Hundreds of dolls symbolize world cultures since 1950s

ISTANBUL - Anatolia News Agency
Hundreds of dolls symbolize world cultures since 1950s

Dolls in Fadime Geleş’s (below) collection symbolize the features of various cultures from all around the world. AA photo

Turkish art historian and collector Fadime Geleş brings together different cultures in her 1,000-piece doll collection. In the collection she has dolls from Indian, Afghan, Japanese and Guatemala cultures along with many others.

Geleş began collecting the dolls, which are rarely found on the mainstream market, at a time in her life when she has was researching the Ottoman toys, but said that her collection changed direction since the number of Ottoman dolls was too low and they were very hard find.

Geleş began adding European models of dolls to her collection. “My collection includes model dolls produced in Europe starting at the beginning of the century until the 1950s. Their head, body and feet are made of porcelain and other parts of their body and their costumes are handmade.”

According to Geleş the dolls were first produced for different reasons than dolls are nowadays. “Today dolls remind us of children, but the first production of dolls date back to the Neolithic period. The first dolls were found in graves in 3,000 BC. They were made of clay, tatter, bone and many other various materials. They were mostly used for religious aims and magic.”

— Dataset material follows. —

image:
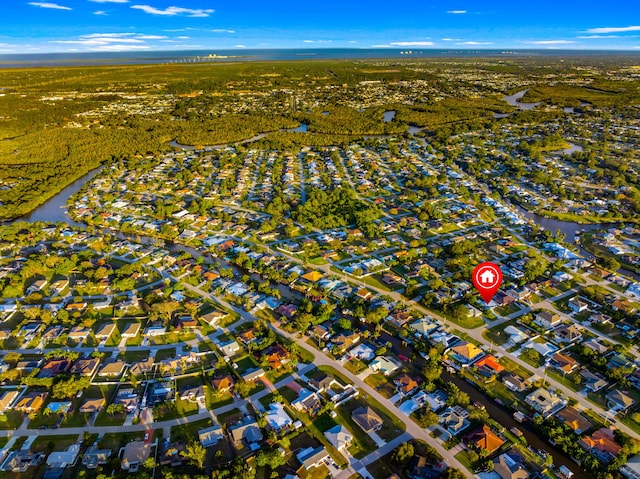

Geleş said that those dolls are believed to bring good luck in some cultures and are used during rain prayers in some cultures. “These dolls began to serves as toys for the first time in red Indian culture,” she said.

Her collection included luck dolls from India and Guatemala, Eskimo dolls, Indian puppetry
theater dolls, totem dolls and many others from Turkmenistan and various parts of Europe.

In the future Geleş wants to open a museum. “I am visiting bibliopoles to extend my collection. I want to get a Red Indian Kachina doll. I also want to open a museum with a friend who is also collecting dolls,” Geleş said.